Balkan Gezisinden Notlar başlıklı seri gezi notlarımız ve yaşadığımız duyguları siz değerli okurlarımızla paylaşmaya devam ediyoruz.
Yazı dizimizin birinci bölümünde Kosova’nın özgürlük mücadelesinde yanında Sırplara karşı verdikleri onurlu direnişten söz etmiştik. Bu bölümde ise mevcut Kosova’dan söz etmek istiyorum.
Geçmişte yaşadığı tüm olumsuzluklara rağmen Kosova bugün, ayakları üzerinde durmayı ve kendi yağında kavrulmayı başarmış bir ülke konumunda. Tarım alanları çok fazla olmasına rağmen ekip biçme neredeyse yok gibi. Sebze ve meyve yakın ülkelerden ithal ediliyor. Maydanoz Yunanistan’dan geliyor dersem ne demek istediğimi daha iyi anlamış olursunuz. Özellikle tekstil, giyim ve gıdanın (bisküvi, şekerleme vs.) bir bölümü Türkiye’den ithal ediliyor. Ekonomisi genel olarak Avrupa ülkelerinde çalışan Kosovalı gençlere bağlı. Bu ülkelere çalışmaya giden gençler kazandıklarını Kosova’ya aktarma konusunda bir hassasiyete sahipler.
Müthiş bir aile bağlılığı var Kosova’da. Mesela Kosova’da huzur evi yok. Aile büyükleri hangi şartlarda olursa olsun el üstünde tutuluyor. Yaz aylarında Kosova’da daha çok Avrupa plakalı en son model lüks araçlar görürsünüz. Bu aylarda sıla-i rahim için Avrupa’dan Kosova’ya gelenler ile Kosova’yı merak edip gelen özellikle Türk turistlerle nüfusta gözle görülür bir artış oluyor.

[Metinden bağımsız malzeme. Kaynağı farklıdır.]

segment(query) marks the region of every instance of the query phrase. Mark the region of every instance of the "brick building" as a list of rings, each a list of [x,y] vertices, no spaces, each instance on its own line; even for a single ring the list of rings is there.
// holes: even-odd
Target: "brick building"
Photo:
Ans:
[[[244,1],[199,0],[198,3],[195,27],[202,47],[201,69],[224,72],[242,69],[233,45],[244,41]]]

Kosova’nın büyük çoğunluğu Müslüman, zaten başkent Priştina’ya adım atar atmaz sizi camiler karşılıyor. Şehrin birçok yerinde Osmanlıdan kalma tarihi camiler var. Bu görüntü Prizren ve Priştina’yı adeta Türk şehri gibi sunuyor ziyaretçilere. Namaz saatlerinde Kosova’nın ezan sesleriyle yankılanması burada yabancılık hissettirmiyor size. Camilerde daha çok gençleri görmek mümkün. Daha bilinçli ibadet ediyor Kosova’nın gençleri. Bir anekdot olarak bir gözlemimi paylaşmak istiyorum müsaadenizle. Fatih camii var Priştina’da bahçesi kafe gibi düzenlenmiş olduğundan genellikle boş zamanlarımda orada oturuyordum. Hem namaz vakitlerinde de camiye gidiyordum. Bir ikindi vakti ezan okununca camiye yöneldim. O ara bir grup oldukça asortik giyimli ( mini etekli, şortlu) bayanlar geldi ve onlar da camiye yöneldiler. Çantalarında namaz kıyafetleri varmış hemen onları giydiler camiye girip namazlarını kıldılar tekrar namaz elbiselerini çıkarıp geldikleri kıyafetlerle gittiler. Oldukça şaşırmıştım. Bunun yanında ülkemizdeki gibi tam tesettürlü bayanlar da namaza geliyorlardı.
Kosova’da tabi ki Hıristiyan nüfus da var. Kosova da hem tarihi hem de hali hazırda ibadet edilen katedraller var. Günün belli saatlerinde çanlar çalıyor. Buralarda ibadet edenler çoğunlukla Sırplar çok az da olsa Hıristiyan Arnavutlar da var tabii.
Sırplardan kurtardıklarından olsa gerek Kosova’da çok belirgin bir Amerika hayranlığı da var. Özellikle zenginlerin ikamet ettiği bir mahalle var, buradaki cadde ve sokaklar Amerika’nın eyaletleri gibi isimlendirilmiş. Kaliforniya, Filedelfiya, New York, Alabama, Florida vs. gibi. Kosova’da yemek problem değil. Müslüman nüfus fazla olduğundan lokantalarının çoğu helal sertifikalı. Ama yine de dikkatli olmakta yarar var. En azından lokanta yetkililerine kişilerin Müslüman olduklarını ifade ederek helal sertifikayı sormak lazım.